In a blow to critics who have long called for its ban, the World Health Organization (WHO) said on Monday that the controversial weedkiller glyphosate is "unlikely" to cause cancer in humans. Glyphosate is used by agrochemical producers including industry giant Monsanto as the key ingredient of its herbicide Roundup.

"Glyphosate is unlikely to pose a carcinogenic risk to humans from exposure through the diet," said the review conducted by WHO experts alongside colleagues from the Food and Agriculture Organization.

This seemed to contradict a report from March 2015, wherein WHO's International Agency for Research on Cancer (IARC) found that glyphosate "probably" caused cancer.

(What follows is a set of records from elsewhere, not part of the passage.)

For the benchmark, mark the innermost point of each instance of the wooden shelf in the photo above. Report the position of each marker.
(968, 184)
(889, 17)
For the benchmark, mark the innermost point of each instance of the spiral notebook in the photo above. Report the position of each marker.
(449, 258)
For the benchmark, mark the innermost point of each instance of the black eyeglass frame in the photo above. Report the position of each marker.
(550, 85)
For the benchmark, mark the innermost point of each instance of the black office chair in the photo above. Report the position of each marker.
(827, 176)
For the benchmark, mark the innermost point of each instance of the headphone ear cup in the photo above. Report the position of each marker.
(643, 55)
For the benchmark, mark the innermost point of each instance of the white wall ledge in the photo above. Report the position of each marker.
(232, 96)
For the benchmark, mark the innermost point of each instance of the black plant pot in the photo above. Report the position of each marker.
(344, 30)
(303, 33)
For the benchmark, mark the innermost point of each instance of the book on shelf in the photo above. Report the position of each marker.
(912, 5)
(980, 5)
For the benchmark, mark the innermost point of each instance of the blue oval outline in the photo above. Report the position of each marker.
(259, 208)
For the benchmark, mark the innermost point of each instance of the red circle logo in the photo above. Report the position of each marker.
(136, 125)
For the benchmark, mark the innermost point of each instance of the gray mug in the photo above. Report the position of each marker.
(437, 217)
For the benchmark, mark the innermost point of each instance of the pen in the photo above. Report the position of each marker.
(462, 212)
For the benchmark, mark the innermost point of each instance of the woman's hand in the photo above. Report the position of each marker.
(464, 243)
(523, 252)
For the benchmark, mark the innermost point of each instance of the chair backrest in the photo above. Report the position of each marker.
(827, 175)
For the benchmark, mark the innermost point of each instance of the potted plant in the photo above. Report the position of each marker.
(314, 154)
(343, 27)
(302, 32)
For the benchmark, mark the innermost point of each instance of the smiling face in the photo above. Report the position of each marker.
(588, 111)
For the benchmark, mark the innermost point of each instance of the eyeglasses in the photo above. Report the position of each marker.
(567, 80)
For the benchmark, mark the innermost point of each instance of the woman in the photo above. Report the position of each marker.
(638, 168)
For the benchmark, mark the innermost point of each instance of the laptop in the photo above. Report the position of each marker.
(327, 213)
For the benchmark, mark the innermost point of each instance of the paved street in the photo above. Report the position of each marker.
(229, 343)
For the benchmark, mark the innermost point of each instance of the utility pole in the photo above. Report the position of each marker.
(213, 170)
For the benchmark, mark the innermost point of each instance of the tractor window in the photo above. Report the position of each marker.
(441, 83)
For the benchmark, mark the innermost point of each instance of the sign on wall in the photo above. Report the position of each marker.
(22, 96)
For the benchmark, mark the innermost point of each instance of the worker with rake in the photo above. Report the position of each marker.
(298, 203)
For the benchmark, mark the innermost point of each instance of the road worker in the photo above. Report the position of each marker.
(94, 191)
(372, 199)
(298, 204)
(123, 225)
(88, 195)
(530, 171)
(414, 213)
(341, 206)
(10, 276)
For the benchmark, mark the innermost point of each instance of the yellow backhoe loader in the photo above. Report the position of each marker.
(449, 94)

This caused international organizations like Greenpeace to call on government to ban the substance, and last month the European Parliament urged the EU to approve the chemical's use for only seven years instead of the fifteen suggested by the bloc's regulator.

WHO insisted, however, that the two studies were not contradictory. The first study, the organization explained, was based on a slightly different premise – to discover whether or not glyphosate posed any health "hazard." This includes abnormally high levels of exposure.

The EU pesticides committee is set to meet on Monday to decide whether to extend permission for glyphosate use. France and Austria have expressed their opposition to the chemical, whereas Germany and Britain are generally in favor of allowing its usage.